I work for corporations through a consulting firm. Most won't let you deal with them directly. But I get a paycheck every 2 weeks, I can't really see them being able to take that away from me retroactively...
But trust me the corporations (the one I work for is an international electronics manufacturer) are very polite and respectful and very much understand the realities of risk/reward, and that you have to spend money to make money.
And they all have an army of QA engineers double-checking work because they will not allow $1 million dollars of business to be dependent on a single point of failure. Even if they bring you to court (they never would) I'd assume its VERY difficult to get compensation. If you hire an employee and he does a bad job, do you get to sue him for damaging your profit margins? Hell no, you just get to fire him and hire a new guy. If everyone were legally on the hook for the work they produced, it would be like assuming that everyone you ever hire is required to be omniscient. The reality is, you can't hire someone with a 50 IQ and then sue them because you believe one of their lines of code hurt your profitability. It's your fault for hiring them.

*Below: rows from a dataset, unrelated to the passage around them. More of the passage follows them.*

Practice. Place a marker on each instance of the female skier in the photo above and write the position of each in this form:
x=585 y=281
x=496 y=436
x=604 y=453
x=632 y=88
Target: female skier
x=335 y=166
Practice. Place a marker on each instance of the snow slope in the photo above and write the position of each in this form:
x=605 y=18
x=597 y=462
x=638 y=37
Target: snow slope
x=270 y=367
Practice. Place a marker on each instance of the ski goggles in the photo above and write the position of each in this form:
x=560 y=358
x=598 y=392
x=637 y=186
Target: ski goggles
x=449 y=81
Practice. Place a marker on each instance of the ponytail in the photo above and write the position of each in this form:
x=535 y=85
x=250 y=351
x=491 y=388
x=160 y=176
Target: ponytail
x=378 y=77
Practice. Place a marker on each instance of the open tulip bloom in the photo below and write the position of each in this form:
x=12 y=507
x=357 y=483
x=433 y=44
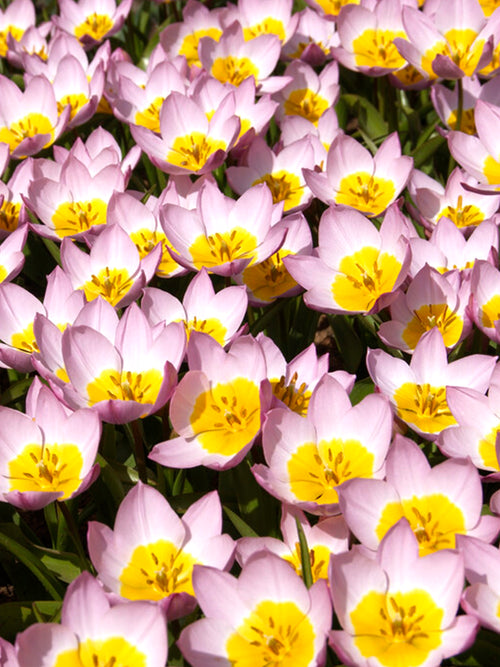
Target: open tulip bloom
x=398 y=610
x=418 y=391
x=218 y=406
x=309 y=457
x=355 y=268
x=439 y=503
x=265 y=616
x=354 y=178
x=151 y=553
x=94 y=632
x=127 y=375
x=47 y=454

I gotta say a lot of these responses I'm getting are very paranoid. When a company pays you for work it's really hard for them to take that away from you. The most that's ever really at stake is your current paycheck and not even that really because the department of labor is VERY harsh on reputable employers who deny paychecks.

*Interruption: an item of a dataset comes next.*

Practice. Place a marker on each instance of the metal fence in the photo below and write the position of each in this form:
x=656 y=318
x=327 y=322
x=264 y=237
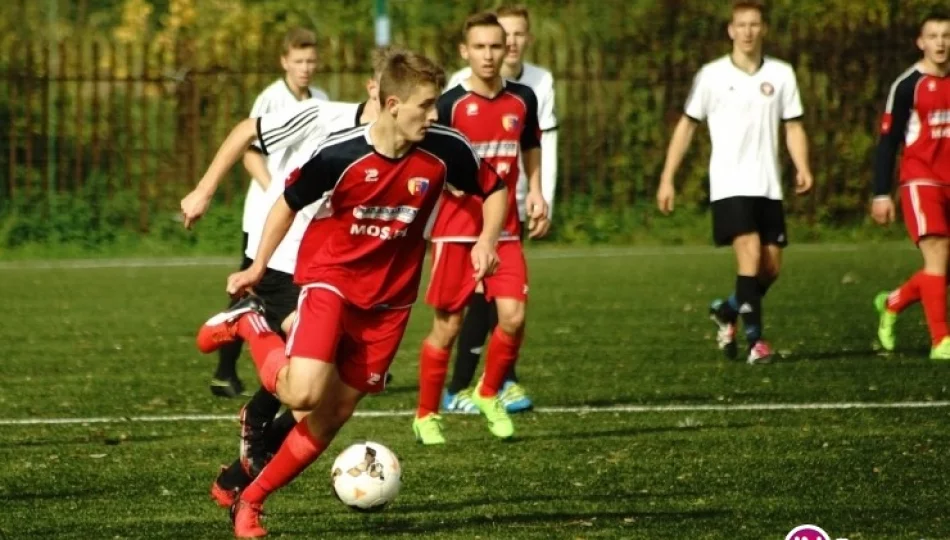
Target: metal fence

It seems like your point is more of a fantasy scenario where they give you a billion dollars & 5 years of unsupervised time to design a huge blackbox program that has to do X, then find out it doesn't do X. The software industry is simply not like this. All tasks are broken up into discrete components and if you're not doing a good job they'll fire you and bring in a new team to finish the job.

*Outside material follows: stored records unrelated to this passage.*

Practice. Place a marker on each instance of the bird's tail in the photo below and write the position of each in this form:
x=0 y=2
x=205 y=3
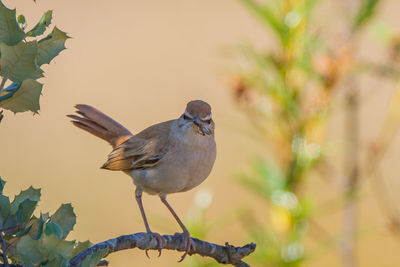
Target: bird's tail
x=100 y=125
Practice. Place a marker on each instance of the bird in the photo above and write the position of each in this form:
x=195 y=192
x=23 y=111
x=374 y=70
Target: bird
x=168 y=157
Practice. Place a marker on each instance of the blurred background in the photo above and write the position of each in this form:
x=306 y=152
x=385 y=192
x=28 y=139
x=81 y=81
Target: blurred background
x=305 y=97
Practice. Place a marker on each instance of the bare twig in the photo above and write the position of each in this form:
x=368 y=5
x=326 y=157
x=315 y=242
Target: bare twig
x=223 y=254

The ONLY way I've actually heard of an employee losing $$ is when they have a long-term employment agreement and they break it. It's kindof like an athlete signing a 10-year deal & walking off the field after 6 months. Then, yes, you're liable.
Otherwise being a paid consultant is pretty much the same thing as being an employee. Also, I doubt that companies will sign some "boilerplate contract" that absolves you of all liability. They'd rather hire someone who is more confident. That's not a dig, I really mean that sincerely. Over-negotiating and specifying a bunch of "unrealistic-covering-my-ass-terms" can come off as amateur.